Q. (No microphone.) It seems like you guys are running that a lot. What's the philosophy?
COACH FERENTZ: It's just a form of substituted defense. We've fooled around with a package similar to it going back to Texas Tech in 2001. I guess that's probably where it all got started. As I've said earlier in the year, it just kind of depends on the availability of players that we have, who fits, and we try to steer our packages towards our best personnel, the personnel fits that we're trying to do the best, and we've kind of found a little niche for that package right now.
Q. Thinking about who's coming through to make that -- who's shining for you guys to be able to --
COACH FERENTZ: I mean, it's more linebacker oriented. We take a defensive lineman out and insert another linebacker or a couple. Lance Tillison made a nice play at the end of the ballgame two weeks ago, so it's giving him a little bit of a roll. He's kind of an amphibious character, if you will, so it gives him a spot.
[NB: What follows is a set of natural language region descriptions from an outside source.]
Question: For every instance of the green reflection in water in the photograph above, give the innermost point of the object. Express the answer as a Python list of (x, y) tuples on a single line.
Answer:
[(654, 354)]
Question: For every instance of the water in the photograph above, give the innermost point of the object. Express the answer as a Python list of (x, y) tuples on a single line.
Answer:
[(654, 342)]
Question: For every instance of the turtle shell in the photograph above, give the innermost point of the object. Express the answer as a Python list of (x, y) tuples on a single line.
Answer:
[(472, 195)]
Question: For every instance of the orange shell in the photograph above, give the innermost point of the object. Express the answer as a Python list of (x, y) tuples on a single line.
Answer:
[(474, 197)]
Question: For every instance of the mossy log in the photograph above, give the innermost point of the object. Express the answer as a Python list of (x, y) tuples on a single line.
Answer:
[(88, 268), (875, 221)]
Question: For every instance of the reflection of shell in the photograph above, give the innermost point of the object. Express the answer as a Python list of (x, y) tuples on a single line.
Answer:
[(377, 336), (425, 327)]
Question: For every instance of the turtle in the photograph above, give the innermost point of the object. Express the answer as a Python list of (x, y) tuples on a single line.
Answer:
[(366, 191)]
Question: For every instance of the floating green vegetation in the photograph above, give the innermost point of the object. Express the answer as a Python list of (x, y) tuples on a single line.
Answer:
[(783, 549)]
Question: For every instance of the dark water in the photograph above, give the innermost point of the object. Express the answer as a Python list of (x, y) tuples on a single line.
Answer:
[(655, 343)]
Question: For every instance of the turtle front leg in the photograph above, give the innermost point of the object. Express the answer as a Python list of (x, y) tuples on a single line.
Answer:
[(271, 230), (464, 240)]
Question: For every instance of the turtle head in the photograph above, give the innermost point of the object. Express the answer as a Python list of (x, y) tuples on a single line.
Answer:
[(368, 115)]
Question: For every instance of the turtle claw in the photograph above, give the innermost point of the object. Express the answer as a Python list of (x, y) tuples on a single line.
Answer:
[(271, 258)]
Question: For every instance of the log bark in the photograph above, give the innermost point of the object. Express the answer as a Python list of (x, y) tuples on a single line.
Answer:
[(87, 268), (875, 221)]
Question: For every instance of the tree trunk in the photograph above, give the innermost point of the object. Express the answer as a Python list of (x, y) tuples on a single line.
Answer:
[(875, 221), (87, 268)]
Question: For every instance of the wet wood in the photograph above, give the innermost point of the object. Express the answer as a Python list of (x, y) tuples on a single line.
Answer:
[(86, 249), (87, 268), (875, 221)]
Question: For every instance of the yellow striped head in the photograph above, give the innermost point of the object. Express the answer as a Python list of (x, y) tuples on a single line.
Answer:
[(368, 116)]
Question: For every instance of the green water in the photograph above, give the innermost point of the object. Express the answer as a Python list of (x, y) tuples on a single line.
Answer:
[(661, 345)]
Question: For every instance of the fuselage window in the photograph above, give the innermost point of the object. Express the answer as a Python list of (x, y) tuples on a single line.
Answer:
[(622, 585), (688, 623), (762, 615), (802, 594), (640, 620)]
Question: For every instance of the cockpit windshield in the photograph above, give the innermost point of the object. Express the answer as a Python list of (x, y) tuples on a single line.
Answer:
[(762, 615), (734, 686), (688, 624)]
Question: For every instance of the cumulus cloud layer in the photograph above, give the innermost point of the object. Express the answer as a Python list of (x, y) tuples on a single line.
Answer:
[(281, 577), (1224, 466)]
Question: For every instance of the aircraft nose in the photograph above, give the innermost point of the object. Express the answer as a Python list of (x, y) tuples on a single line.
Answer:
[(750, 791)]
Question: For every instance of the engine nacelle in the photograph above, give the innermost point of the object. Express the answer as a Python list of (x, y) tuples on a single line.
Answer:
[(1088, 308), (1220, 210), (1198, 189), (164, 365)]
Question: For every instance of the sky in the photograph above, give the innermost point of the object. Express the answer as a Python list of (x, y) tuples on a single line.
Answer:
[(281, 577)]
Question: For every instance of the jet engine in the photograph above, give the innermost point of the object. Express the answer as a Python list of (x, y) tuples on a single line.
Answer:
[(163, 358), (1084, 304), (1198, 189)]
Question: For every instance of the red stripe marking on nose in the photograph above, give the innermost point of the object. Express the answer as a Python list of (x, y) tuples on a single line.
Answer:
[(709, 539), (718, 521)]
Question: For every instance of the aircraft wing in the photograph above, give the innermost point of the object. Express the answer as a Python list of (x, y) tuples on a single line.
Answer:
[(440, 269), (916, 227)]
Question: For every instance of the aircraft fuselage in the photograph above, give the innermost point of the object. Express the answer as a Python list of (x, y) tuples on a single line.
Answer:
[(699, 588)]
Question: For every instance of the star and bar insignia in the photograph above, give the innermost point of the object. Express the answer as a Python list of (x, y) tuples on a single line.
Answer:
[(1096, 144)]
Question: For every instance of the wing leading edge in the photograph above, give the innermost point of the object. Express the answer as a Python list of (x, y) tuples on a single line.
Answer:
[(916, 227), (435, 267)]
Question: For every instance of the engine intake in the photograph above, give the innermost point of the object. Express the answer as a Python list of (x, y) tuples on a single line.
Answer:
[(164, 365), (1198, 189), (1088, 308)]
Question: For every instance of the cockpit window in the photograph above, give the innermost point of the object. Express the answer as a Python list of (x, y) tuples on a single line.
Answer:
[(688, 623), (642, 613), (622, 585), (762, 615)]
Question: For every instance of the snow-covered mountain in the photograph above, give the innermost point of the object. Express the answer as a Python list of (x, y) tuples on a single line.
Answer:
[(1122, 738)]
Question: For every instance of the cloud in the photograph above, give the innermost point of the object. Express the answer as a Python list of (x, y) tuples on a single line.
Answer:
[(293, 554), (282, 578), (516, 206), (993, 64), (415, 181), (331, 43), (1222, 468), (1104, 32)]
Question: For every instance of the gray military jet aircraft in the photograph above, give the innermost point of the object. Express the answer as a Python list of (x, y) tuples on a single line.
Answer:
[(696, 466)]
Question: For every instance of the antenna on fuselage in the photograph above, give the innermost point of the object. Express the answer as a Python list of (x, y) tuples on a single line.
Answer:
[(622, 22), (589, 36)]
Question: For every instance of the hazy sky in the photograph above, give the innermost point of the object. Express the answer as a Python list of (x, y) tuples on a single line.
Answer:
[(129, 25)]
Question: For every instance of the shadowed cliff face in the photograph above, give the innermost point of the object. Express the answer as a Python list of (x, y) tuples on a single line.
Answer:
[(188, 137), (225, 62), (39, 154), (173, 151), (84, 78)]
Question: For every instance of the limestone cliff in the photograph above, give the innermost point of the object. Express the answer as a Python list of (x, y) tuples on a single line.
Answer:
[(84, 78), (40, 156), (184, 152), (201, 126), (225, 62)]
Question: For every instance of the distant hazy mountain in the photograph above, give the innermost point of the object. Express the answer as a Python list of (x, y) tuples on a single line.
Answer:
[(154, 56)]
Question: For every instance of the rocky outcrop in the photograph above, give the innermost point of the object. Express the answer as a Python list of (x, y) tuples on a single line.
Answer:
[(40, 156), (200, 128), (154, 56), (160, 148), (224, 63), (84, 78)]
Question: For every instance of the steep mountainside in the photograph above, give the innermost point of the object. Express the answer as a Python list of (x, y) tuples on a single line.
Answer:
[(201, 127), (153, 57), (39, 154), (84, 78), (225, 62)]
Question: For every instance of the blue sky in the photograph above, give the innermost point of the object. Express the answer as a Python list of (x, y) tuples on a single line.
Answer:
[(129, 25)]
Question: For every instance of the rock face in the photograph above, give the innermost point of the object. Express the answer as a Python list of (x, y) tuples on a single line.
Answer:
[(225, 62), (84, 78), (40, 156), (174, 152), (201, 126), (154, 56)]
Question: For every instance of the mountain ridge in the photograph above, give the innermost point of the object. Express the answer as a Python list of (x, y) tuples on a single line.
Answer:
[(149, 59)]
If you've got players available, you try to find a spot where it might work for them and work for us.
Q. Usually the thinking there is to get more defensive backs on the field. You guys are going toward more linebackers. What is the thinking there?
COACH FERENTZ: You know, it's a big guy who plays with his hand on the ground, trade it for a guy on his feet, and it's more three-man rush oriented. If you're a four-man front, which we are, it gives you another pass defender, a natural pass defender without trying to drop a down lineman. Some people do that, or some people take a down lineman and have him walk and roam. We just don't think that fits with what we do.
Q. Did you guys run a lot of this last year against Illinois? I don't think you did.
COACH FERENTZ: Not a lot necessarily, no.
Q. You ran more option last year?
COACH FERENTZ: Uh-huh.
Q. They try to use Ben a lot in different formations. How do you address that?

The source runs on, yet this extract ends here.